Anita Lipnicka przyznała, z muzyką związała się już w dzieciństwie. Na zdjęciach z tamtego okresu często występuje z mikrofonem. Jak stwierdziła, wydawało jej się, że to magiczny przedmiot. - Bierzesz go do ręki i nagle jesteś słyszalny - powiedziała piosenkarka. Później, bo jako nastolatka, śpiewała ze swoim rockowym zespołem "Certyfikado". - Byłam ostrzyżona na łyso, nosiłam czarne glany, śpiewałam ciężkie piosenki - przyznała Lipnicka.
Przełom nastąpił po jednym z koncertów w Piotrkowie Trybunalskim, gdzie "Certyfikado" był supportem przed zespołem "Wilki". Anitę Lipnicką zauważył dziennikarz Radia Łódź. Miał powiedzieć, że dobrze śpiewa, tylko ma dziwny zespół. - Obraziłam się. Długo nie odbierałam od niego telefonów - przyznała Lipnicka. Tym dziennikarzem był Maciej Pilarczyk, który do dziś jest menadżerem zespołu Myslovitz. Poznał Lipnicką z muzykami zespołu Varius Manx, którzy mieli na swoim koncie dwie instrumentalne płyty.

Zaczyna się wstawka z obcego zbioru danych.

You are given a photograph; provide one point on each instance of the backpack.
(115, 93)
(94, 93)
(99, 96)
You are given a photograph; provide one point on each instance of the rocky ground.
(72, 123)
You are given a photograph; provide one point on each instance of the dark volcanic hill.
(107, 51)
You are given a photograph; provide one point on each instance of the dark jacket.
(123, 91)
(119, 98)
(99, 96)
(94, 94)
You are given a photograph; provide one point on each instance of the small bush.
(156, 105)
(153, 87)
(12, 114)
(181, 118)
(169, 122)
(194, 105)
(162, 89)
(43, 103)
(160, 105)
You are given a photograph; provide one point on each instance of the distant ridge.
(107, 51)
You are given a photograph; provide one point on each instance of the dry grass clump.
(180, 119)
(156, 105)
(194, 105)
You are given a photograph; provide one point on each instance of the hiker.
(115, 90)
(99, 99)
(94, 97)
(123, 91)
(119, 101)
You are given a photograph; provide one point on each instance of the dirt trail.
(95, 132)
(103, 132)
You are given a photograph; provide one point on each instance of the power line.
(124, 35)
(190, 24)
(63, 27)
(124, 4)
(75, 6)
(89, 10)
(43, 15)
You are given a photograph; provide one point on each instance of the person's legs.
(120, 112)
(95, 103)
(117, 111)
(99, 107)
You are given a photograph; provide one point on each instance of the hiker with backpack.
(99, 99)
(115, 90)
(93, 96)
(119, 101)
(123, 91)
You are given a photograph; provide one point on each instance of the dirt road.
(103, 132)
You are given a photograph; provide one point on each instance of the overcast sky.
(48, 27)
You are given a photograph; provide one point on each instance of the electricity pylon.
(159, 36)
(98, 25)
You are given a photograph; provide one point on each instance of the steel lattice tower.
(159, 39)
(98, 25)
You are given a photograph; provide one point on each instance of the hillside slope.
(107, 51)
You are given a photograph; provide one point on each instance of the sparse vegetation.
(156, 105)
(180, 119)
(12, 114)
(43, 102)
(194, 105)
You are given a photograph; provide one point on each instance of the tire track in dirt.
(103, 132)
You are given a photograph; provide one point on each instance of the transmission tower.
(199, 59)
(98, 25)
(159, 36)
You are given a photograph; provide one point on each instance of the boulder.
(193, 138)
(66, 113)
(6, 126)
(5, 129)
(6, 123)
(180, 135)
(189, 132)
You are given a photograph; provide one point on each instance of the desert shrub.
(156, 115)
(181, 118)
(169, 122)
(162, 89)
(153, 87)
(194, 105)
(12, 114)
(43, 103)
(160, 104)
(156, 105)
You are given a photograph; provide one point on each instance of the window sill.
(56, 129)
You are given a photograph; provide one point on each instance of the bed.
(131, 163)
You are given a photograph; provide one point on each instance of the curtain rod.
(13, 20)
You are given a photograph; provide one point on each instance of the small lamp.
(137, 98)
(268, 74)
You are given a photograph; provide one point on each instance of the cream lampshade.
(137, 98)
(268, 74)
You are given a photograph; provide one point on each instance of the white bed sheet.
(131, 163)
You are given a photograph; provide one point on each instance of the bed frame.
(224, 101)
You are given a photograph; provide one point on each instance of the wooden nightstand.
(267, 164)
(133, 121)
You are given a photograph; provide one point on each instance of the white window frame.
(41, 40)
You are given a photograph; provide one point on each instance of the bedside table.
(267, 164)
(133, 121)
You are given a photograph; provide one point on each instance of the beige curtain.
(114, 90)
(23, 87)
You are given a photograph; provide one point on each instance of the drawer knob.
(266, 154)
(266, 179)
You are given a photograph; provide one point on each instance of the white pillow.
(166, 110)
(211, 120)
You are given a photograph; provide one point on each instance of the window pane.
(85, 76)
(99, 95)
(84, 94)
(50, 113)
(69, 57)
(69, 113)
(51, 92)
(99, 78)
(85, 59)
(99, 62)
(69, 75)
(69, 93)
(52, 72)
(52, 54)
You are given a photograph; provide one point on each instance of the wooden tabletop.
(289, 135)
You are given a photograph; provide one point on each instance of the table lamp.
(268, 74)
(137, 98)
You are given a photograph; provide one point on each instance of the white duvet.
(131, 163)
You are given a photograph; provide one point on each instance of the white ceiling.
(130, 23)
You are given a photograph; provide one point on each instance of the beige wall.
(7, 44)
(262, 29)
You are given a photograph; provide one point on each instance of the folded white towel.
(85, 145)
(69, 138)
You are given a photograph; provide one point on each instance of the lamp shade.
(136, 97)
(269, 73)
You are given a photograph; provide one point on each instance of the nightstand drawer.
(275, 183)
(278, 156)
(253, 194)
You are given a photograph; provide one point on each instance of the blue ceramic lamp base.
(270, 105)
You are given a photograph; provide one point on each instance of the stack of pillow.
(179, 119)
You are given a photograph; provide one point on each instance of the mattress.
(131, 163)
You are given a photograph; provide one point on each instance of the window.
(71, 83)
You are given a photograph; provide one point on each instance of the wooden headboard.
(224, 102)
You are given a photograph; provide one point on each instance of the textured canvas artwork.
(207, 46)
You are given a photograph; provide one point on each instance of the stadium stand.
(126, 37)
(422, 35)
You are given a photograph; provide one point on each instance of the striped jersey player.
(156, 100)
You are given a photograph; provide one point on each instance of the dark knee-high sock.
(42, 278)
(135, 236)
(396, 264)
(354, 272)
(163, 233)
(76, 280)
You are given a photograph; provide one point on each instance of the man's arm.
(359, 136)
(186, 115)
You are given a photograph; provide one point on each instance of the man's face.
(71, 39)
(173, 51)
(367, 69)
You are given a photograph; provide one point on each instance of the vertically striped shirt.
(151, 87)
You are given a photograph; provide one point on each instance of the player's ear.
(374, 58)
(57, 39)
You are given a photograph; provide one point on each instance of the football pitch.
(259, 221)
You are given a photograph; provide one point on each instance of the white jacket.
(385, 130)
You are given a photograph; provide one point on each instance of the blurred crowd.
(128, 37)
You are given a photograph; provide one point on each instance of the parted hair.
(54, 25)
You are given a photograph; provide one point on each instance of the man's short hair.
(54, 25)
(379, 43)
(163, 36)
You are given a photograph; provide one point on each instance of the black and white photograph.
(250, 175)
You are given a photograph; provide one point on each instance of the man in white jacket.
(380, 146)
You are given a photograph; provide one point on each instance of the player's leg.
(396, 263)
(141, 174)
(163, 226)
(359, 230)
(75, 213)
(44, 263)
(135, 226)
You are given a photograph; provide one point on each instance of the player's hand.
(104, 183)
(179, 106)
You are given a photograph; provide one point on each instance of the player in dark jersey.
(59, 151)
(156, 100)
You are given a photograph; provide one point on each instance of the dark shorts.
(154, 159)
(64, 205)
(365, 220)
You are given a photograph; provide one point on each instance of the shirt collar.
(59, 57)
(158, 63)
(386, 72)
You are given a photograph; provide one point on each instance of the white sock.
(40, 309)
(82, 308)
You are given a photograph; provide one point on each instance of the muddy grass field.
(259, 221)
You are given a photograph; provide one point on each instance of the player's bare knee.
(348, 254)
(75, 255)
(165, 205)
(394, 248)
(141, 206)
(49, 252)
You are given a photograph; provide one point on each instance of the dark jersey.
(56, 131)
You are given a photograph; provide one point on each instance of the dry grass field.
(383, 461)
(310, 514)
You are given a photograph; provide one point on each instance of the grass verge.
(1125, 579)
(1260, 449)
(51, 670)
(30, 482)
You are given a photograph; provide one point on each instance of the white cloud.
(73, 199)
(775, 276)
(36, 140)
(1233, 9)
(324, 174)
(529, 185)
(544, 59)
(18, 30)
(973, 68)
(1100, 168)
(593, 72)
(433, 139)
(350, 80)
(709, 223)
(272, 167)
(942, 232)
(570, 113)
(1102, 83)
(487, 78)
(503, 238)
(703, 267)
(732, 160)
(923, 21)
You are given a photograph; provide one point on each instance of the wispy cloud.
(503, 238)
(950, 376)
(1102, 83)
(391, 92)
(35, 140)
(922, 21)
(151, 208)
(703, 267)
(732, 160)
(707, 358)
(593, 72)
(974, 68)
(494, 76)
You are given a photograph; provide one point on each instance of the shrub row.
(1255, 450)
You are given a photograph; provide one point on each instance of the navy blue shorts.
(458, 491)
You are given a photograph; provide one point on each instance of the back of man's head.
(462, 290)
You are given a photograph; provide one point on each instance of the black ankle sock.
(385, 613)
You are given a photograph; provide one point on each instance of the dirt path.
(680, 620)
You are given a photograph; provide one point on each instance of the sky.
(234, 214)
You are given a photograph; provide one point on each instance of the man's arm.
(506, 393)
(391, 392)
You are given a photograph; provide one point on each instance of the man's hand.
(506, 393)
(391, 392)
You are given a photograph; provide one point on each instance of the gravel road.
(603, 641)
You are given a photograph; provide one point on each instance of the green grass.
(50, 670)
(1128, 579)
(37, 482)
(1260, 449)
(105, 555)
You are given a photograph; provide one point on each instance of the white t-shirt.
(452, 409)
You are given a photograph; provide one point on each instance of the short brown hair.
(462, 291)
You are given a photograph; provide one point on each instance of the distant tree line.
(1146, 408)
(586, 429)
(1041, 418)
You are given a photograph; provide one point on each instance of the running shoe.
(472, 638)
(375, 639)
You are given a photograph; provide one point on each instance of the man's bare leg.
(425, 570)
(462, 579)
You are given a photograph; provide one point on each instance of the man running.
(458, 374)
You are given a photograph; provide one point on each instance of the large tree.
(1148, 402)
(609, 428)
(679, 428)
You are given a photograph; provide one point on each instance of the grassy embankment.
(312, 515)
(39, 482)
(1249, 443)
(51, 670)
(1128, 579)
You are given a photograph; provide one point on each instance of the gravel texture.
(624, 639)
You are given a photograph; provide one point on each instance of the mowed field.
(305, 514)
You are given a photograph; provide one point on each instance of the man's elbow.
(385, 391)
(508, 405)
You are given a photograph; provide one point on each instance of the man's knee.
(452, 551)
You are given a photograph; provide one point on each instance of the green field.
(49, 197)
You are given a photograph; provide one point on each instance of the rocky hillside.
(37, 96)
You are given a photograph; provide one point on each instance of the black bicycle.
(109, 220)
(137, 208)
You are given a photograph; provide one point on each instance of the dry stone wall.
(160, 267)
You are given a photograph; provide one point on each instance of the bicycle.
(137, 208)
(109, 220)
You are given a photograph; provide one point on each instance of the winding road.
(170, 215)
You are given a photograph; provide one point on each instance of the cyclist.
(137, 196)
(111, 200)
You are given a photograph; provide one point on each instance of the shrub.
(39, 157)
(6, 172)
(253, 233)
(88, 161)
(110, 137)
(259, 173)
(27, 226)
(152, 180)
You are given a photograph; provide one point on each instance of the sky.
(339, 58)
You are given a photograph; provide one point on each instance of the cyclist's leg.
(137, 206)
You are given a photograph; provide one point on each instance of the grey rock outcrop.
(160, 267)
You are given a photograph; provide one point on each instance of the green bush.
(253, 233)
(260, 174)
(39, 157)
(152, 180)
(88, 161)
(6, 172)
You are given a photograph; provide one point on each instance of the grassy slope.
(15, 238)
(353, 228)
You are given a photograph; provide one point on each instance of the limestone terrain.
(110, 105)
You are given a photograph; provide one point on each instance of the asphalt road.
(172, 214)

Lipnicka i Varius Manx nagrali na początek trzy piosenki. - Szybko zrozumieliśmy, że mój głos pomaga ich muzyce - powiedziała piosenkarka. Ona sama poczuła też, że ma do czynienia z zawodowymi muzykami. Ich pierwsza płyta pt. "Emu" okazała się wielkim sukcesem. - Z nikomu nieznanej dziewczyny, która chodzi do liceum, stałam się najbardziej znaną postacią w moim mieście. Nie mogłam przejść przez ulicę, żeby nie być zaczepioną - powiedziała Lipnicka.